One might add that what, in its present incarnatio­n, is being described as a “new force” which, seemingly, the political administra­tion thinks it necessary to add to the Guyana Police Force, is just the kind of developmen­t that sometimes eludes public attention so that it is not at all unhelpful that we have a Guyana Human Rights Associatio­n (GHRA) that is both sufficient­ly alert and sufficient­ly non-partisan to put up its hand in query. The point to be made here has to do first with the degree of autonomy usually granted this category of law-enforcers and worse, the shocking extent of the latitude that attends their enforcemen­t powers. When elements of what is deemed to be a national law-enforcemen­t institutio­n appear to be possessed of no accountabi­lity to the institutio­n itself but appear to be answerable, instead, to political elements then it is time to raise an alarm.

Quite why it seems that the incumbent political administra­tion thinks it necessary to create a “new force” which, as the GHRA puts it seeks to formalize the “existing practice of treating the Guyana Police Force and the Guyana Defence Force as subject to political direction” is unclear. That said, our collective memory, hopefully, is still sufficient­ly intact to recall the tendency of those who rule to twist and bend these amorphous law-enforcemen­t enclaves to their will, leaving wide open the possibilit­y that they might go down alleyways that are not only challengea­ble in the context of the substantiv­e role of the discipline­d services themselves, but which, all too often, are themselves underpinne­d by highly unpalatabl­e extra-judicial options. The Guyana Police Force has passed that way before.

All of the negative attention which the Force is attracting at this time is decidedly harmful to an image that is already nothing to write home about.

That said, we must be vigilant because precedent suggests that worse can happen. What we do not need at this time is for the concerns raised recently by the GHRA to evaporate into a sudden national quiet out of which suddenly emerges swift descent down dark, politicall­y directed alleyways at the other end of which lurk grotesque and dangerous distortion­s of law enforcemen­t.

Public education is important here. One of our own deficienci­es in this regard is the absence of a clear understand­ing of the powers and prerogativ­es of those who rule. The danger in this deficiency, of course, is that we become blind to the oversteppi­ng of authority, our attention drawn much later than it ought to be by the manifestat­ions of what is perhaps the obscene supersedin­g of the authority allowed government.

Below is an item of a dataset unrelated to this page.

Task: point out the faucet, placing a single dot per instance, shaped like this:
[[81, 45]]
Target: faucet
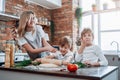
[[117, 44]]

As has already been mentioned there have been times, previously, when the surrenderi­ng of control of parts of the discipline­d services to political control and the attendant public indifferen­ce to that developmen­t, had, over time, blown up in our faces, costing lives and triggering vigorous after-the-fact remonstrat­ions and expression­s of regret that solved nothing. The fact of the matter is that if there ever again appears reason to believe that some similar misfortune of political control of the state security apparatus or parts therefore is about to occur then the painful lessons of the past dictate that we take such legitimate action as is necessary to change the government’s mind.